Southeast Asia can be understood in two parts (the result of physical geography): mainland and insular. The continental mainland is more influenced by the monsoon wind. Inland moisture-laden winds from the north of the continent causes more variety in temperature and rainfall, in contrast with insular areas that have a more equitable climate. There, equatorial air prevails continuously, accompanied by even temperatures and abundant rainfall in all seasons. The Lesser Sunda Islands have a tropical monsoon climate; their wet and dry seasons are regulated by the calendar rhythm of the Southern Hemisphere, which is characterized by a wet summer from November to February and a dry winter from June to October. On the mainland, monsoon wind is divided into two seasons: winter and summer. South and Southeast Asia are affected by northeasterly winds that blow from high-pressure areas of the North Pacific Ocean to the equatorial low-pressure zone. These winds are analogous to the trade winds and are known in South Asia as the northeast (or winter) monsoon. The winter monsoon occurs approximately December to March. An important feature of winter monsoons is that they block cold surges and high-pressure air masses from Siberia. The weather is dry and relatively cooler. Rainfall occurs only on the windward side of maritime regions (e.g. southern Vietnam). In winter, continental tropical air prevails in tropical Asia; in summer it is replaced by equatorial ocean air. The dry spring that follows the winter monsoon changes abruptly and dramatically into the rainy summer with the onset of the summer monsoon. The summer monsoon brings enormous amounts of rain. Summer monsoons blow from the northern part of Southeast Asia and contain low pressure from the Western Pacific to the Bay of Bengal which creates adequate precipitation on the mainland in summer time. High clouds prevent much solar radiation and low evaporation from the ocean that the evaporation on land is the highest rate among the region (McGregor and Nieuwolt 1998) . Typhoons may occur throughout the year but are most severe during the late summer and early autumn. These storms are accompanied by strong winds and torrential rains so heavy that the maximum precipitation from the typhoons locally may exceed the total amounts received during the normal summer monsoons.

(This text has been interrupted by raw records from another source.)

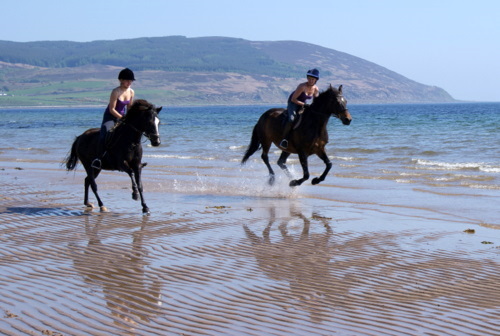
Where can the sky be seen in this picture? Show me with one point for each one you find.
(452, 44)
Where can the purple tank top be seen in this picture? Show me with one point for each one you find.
(301, 98)
(120, 108)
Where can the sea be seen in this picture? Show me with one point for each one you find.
(391, 154)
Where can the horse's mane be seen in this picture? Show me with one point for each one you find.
(326, 95)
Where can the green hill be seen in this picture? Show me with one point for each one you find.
(176, 70)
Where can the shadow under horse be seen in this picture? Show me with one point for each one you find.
(123, 149)
(309, 137)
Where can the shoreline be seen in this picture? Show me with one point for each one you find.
(209, 261)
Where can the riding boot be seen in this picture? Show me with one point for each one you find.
(287, 131)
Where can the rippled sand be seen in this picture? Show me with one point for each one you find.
(216, 264)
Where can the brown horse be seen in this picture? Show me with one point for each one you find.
(309, 137)
(123, 149)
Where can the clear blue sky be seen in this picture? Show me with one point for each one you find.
(453, 44)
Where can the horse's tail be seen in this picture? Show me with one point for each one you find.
(72, 159)
(253, 146)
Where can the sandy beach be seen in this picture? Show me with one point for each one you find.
(220, 263)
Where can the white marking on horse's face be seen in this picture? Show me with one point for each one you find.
(157, 123)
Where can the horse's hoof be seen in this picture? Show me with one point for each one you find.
(315, 181)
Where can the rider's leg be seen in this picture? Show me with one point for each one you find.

[NC]Kim Chuan, Goh. 2005. The Climate of Southeast Asia. In Avijit Kupta. The Physical Geography of Southeast Asia. Oxford University press, 80 - 93.
McGregor, G. R., and Nieuwolt, S. 1998. Tropical Climatology. Chichester : Wiley (cited from Kim Chuan, Goh. 2005 p.83 ) [NC]
[tli] "Asia." Encyclopædia Britannica. 2009. Encyclopædia Britannica Online. 18 Jan. 2009 <http://www.britannica.com/EBchecked/topic/38479/Asia>. [tli]
[mr] Kyuma, K. 1972. Climate of South and Southeast Asia according to Thornthwaite's Classification Scheme. Southeast Asian Studies 9(1):136-158. [mr]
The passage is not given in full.